On the tribonacci constant $T$ and $4\arctan\left(\frac1{\sqrt{T^3}}\right)+\arctan\Big(\frac1{\sqrt{(2T+1)^4-1}}\Big)=\frac{\pi}2$

Question

We have,

$$4\arctan\left(\frac1{\sqrt{\phi^3}}\right)\color{red}-\arctan\left(\frac1{\sqrt{\phi^6-1}}\right)=\frac{\pi}2$$

$$4\arctan\left(\frac1{\sqrt{T^3}}\right)\color{blue}+\arctan\left(\frac1{\sqrt{(2T+1)^4-1}}\right)=\frac{\pi}2$$

with golden ratio $\phi$ and tribonacci constant $T$.

Note that,

$$\begin{aligned}\left(\sqrt{\phi^3}+i\right)^4\left(\sqrt{\phi^6-1}\color{red}-i\right)&=(\phi^3+1)^2\sqrt{-\phi^6}\\ \left(\sqrt{T^3}+i\right)^4\left(\sqrt{(2T+1)^4-1}\color{blue}+i\right)&=(T^3+1)^2\sqrt{-(2T+1)^4}\end{aligned}$$

The first one is from this post, while the second is from a session with Mathematica.
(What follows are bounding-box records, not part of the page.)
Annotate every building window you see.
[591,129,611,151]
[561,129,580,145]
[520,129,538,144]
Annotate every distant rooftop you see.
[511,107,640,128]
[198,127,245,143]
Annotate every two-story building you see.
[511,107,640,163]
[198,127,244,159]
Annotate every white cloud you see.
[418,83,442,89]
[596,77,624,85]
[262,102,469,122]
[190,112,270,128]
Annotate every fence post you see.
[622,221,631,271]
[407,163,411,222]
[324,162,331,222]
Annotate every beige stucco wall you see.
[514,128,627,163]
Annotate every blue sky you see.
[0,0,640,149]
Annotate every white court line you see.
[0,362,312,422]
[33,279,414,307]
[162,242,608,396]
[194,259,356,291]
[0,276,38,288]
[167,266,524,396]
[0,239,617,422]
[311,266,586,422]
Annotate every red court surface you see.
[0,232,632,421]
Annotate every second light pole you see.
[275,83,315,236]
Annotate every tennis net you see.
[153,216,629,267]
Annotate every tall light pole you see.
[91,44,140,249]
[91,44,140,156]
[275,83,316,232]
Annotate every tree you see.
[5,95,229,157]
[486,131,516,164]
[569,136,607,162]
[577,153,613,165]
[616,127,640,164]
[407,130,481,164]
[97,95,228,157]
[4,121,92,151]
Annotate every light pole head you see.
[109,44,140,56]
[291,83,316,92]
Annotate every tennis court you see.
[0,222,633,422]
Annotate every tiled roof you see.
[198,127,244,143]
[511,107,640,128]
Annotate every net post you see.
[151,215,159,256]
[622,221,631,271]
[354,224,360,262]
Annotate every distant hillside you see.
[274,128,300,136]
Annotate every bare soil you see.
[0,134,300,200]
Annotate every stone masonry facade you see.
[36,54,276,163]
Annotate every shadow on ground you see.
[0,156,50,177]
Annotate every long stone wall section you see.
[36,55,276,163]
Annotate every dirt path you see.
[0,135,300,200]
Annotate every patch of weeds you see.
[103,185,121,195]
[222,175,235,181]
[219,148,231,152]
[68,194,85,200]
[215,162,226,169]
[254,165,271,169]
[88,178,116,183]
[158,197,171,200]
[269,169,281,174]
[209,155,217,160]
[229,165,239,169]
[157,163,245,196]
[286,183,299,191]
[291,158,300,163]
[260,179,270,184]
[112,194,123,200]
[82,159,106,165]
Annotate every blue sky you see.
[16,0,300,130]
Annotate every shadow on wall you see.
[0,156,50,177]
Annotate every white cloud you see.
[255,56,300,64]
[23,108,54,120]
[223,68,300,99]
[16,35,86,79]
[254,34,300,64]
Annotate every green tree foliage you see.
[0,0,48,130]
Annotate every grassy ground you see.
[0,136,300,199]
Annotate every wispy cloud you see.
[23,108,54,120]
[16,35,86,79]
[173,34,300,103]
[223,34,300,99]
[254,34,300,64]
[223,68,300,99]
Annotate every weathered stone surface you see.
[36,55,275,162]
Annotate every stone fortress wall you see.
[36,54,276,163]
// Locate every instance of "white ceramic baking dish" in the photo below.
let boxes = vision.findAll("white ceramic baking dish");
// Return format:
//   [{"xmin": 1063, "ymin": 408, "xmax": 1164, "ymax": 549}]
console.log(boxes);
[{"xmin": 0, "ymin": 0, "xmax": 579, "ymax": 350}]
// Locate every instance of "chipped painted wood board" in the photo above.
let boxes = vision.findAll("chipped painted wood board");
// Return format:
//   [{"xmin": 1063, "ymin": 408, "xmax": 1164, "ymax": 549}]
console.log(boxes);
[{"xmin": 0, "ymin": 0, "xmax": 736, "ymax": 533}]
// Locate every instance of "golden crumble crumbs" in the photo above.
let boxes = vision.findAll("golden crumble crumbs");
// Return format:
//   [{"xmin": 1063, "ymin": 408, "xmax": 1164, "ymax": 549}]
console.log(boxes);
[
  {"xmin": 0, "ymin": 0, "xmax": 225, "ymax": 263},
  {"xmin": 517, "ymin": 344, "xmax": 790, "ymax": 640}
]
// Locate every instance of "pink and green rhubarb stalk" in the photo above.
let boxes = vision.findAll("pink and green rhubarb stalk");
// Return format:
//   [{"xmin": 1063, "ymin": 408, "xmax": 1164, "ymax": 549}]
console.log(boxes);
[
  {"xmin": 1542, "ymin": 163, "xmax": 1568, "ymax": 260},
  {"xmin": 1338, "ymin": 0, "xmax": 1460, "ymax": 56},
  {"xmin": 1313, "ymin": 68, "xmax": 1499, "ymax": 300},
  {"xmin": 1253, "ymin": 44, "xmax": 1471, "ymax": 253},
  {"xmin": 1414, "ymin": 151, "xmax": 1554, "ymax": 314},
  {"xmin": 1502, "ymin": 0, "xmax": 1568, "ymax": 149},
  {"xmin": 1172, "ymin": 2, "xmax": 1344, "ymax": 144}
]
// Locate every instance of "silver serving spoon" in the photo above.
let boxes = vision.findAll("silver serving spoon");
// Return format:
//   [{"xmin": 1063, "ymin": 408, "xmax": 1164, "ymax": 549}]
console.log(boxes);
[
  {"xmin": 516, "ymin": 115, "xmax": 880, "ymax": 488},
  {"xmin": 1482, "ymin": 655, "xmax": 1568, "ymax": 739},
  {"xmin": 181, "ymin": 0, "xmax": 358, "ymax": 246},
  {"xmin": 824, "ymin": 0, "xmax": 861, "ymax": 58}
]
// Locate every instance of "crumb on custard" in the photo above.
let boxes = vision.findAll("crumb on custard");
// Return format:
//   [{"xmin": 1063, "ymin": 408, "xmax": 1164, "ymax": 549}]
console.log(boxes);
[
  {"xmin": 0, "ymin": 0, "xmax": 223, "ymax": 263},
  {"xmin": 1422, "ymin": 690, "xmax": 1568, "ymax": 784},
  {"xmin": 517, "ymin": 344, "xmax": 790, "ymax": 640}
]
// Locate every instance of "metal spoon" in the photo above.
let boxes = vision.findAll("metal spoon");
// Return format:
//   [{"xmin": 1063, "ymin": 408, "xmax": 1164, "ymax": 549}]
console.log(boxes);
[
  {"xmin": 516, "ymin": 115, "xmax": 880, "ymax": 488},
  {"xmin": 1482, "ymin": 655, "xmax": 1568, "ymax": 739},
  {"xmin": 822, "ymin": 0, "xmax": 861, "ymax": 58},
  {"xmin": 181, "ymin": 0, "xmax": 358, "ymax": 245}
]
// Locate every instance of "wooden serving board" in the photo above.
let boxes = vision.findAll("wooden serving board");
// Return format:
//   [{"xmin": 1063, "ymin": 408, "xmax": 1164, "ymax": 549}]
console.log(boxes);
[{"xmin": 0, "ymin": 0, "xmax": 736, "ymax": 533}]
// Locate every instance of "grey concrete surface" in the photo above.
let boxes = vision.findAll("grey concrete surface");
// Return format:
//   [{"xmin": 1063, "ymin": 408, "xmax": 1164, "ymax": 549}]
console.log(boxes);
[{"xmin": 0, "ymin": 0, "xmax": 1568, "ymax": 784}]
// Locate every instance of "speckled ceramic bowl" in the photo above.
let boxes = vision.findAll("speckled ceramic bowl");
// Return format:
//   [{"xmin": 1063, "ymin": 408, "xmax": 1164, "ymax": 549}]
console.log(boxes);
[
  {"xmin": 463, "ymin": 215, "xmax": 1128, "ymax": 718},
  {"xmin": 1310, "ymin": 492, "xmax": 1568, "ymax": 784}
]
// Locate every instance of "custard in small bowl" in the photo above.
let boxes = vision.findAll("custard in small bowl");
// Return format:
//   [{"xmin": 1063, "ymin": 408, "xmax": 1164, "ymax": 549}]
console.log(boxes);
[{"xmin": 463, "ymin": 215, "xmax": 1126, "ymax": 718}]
However, I'm having a little trouble with the tetranacci constant.

Q: What would be analogous formulas using the tetranacci constant (and higher)?

Answer 1

This is NOT AN ANSWER, but an identity that might help.

In general, if $\psi\gt 1.8$, we have that $$4\arctan(\psi^{-3/2})+\arctan\bigg(\frac{1}{\sqrt{\beta-1}}\bigg)=\frac{\pi}{2} \tag{i}$$ where $$\beta=\frac{(\psi^3+1)^4}{(\psi^6-6\psi^3+1)^2}=\bigg(1+\frac{8\psi^3}{\psi^6-6\psi^3+1}\bigg)^2 \tag{ii}$$

Notice that (ii) suggests that no "nice simplifications" like in your two examples will be possible for $n$-fibonacci constants with $n\gt 24$, since if the expression $$\frac{(\psi^3+1)^4}{(\psi^6-6\psi^3+1)^2}$$ were rewritten as a rational function of $\psi$ whose numerator and denominator had smaller degree, then that would provide a polynomial equation for $\psi$ of degree under $24$. Thus, your problem has no nice solution for $n\gt 24$, but I suspect that one for $n=4$ or $n=5$ might be obtainable (if you have the force of will to make yourself go through all of the messy algebra, or ask a computer to do it for you).